Her lifeless body was found just metres from her home where she had previously worked as a librarian and raised her three children.
It comes as the death toll from the Hamas attacks on Israel climbed to more than a 1,000.
Ms Carbone was one of 108 civillians found dead in the kibbutz where she lived.
She has been remembered as ‘a very much loved mum, grandma, sister and cousin’.
Her family back in Sydney are in a ‘state of numb shock’ after their worst fears were confirmed late Tuesday.
Sydney born grandmother Galit Carbone (right) has been killed
‘Over the last few days they’ve just gone through all the ranges of emotion, from hearing what happened to thinking that she’s been a prisoner to hearing confirmation that she was killed,’ cousin Julian Cappe told the Herald Sun.
‘We’re not sure if she was killed in her home or dragged out and killed, but her body was not found in her house. She may have been dragged around.’
‘We used to love spending time with her when we were in Israel.’
‘She was planning on visiting Australia soon. She’s been trying to come out for the last couple of years.’
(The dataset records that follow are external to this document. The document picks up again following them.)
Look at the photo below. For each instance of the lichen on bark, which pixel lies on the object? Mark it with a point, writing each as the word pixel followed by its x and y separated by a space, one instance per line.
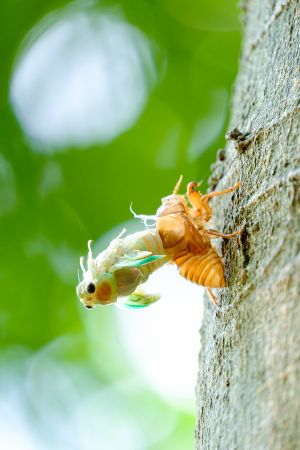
pixel 248 391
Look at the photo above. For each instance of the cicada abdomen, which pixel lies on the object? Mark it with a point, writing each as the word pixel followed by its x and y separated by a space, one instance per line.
pixel 118 271
pixel 192 252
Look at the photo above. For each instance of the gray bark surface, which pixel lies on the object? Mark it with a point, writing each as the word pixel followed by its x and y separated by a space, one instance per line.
pixel 248 392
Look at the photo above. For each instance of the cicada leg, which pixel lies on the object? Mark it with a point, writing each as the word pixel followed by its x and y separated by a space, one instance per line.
pixel 212 296
pixel 201 211
pixel 216 233
pixel 224 191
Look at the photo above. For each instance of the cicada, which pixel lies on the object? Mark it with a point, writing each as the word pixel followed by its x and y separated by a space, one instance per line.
pixel 178 235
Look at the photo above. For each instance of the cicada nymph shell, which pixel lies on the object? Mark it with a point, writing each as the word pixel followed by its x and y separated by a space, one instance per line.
pixel 187 241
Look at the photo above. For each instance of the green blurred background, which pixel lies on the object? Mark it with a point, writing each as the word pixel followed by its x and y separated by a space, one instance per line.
pixel 102 104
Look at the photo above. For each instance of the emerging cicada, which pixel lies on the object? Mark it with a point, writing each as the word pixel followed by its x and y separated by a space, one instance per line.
pixel 179 236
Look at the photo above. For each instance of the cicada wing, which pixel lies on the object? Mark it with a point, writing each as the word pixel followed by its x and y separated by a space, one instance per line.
pixel 138 299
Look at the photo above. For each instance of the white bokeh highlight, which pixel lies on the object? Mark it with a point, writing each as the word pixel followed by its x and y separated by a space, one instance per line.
pixel 163 340
pixel 84 78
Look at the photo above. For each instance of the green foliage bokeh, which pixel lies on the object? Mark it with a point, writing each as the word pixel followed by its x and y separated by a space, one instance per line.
pixel 43 232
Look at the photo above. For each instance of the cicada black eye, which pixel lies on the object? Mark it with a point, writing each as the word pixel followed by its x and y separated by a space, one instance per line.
pixel 91 288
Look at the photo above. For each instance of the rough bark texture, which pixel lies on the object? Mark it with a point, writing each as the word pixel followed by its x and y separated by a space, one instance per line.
pixel 249 379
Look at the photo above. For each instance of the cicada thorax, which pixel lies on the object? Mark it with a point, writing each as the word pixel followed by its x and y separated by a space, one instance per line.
pixel 192 252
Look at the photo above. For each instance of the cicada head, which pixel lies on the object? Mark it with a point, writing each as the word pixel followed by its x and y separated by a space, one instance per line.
pixel 97 287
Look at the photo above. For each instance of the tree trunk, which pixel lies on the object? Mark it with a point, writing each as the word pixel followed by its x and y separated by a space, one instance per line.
pixel 249 378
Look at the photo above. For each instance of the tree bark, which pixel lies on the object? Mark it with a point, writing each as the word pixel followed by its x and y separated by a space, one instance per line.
pixel 248 389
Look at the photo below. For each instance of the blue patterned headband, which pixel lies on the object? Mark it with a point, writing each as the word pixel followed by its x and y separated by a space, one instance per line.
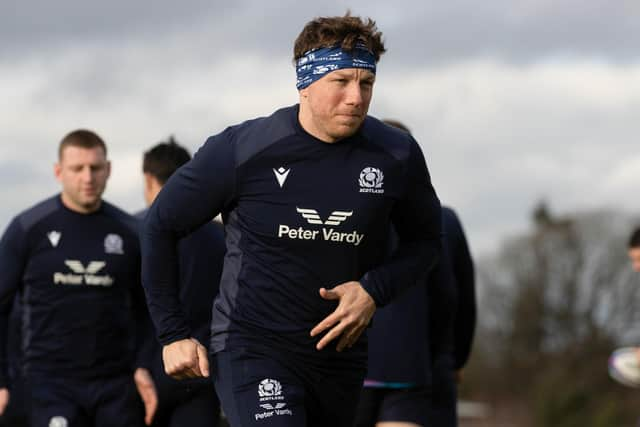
pixel 314 64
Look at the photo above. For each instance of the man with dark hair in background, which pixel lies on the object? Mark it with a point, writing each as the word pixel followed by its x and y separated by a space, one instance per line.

There are also growing concerns for a number of Aussies who are still missing in Israel, including mother-of-two Adi Kaplon who is feared to have been kidnapped by Hamas.
Defence Minister Richard Marles said there were about 10,000 Australians in Israel.
Galit Carbone (left) has been remembered as a a very much loved mum, grandma, sister and cousin. She’s with daughters Maia (middle) and Nicole (right)
The death toll from the Hamas attacks in Israel has climbed past 1000. Pictured are soldiers remove the body of civilian in an attack by Palestinian militants near the border with Gaza
Back in Australia, a former prime minister has slammed Anthony Albanese’s ‘pussyfooting’ response to anti-Semitic protests in Sydney following Hamas terror attacks on Israel.
John Howard, who led Australia in the wake of the September 11 attacks, said the Prime Minister’s denouncement did not go far enough.
‘Mr Albanese should make some unequivocal statements, as should the Foreign Minister,’ he told The Australian.
‘Instead of that there is pussyfooting and lukewarm condemnation. Then you have the New South Wales Attorney-General (Michael Daley) saying everyone should remain calm and go home.
‘How can you remain calm when demonstrators are invoking the memory of the Holocaust? People remain calm in that?
‘I never thought we would crumple to this … We need leadership from the top, we aren’t getting that at the moment.’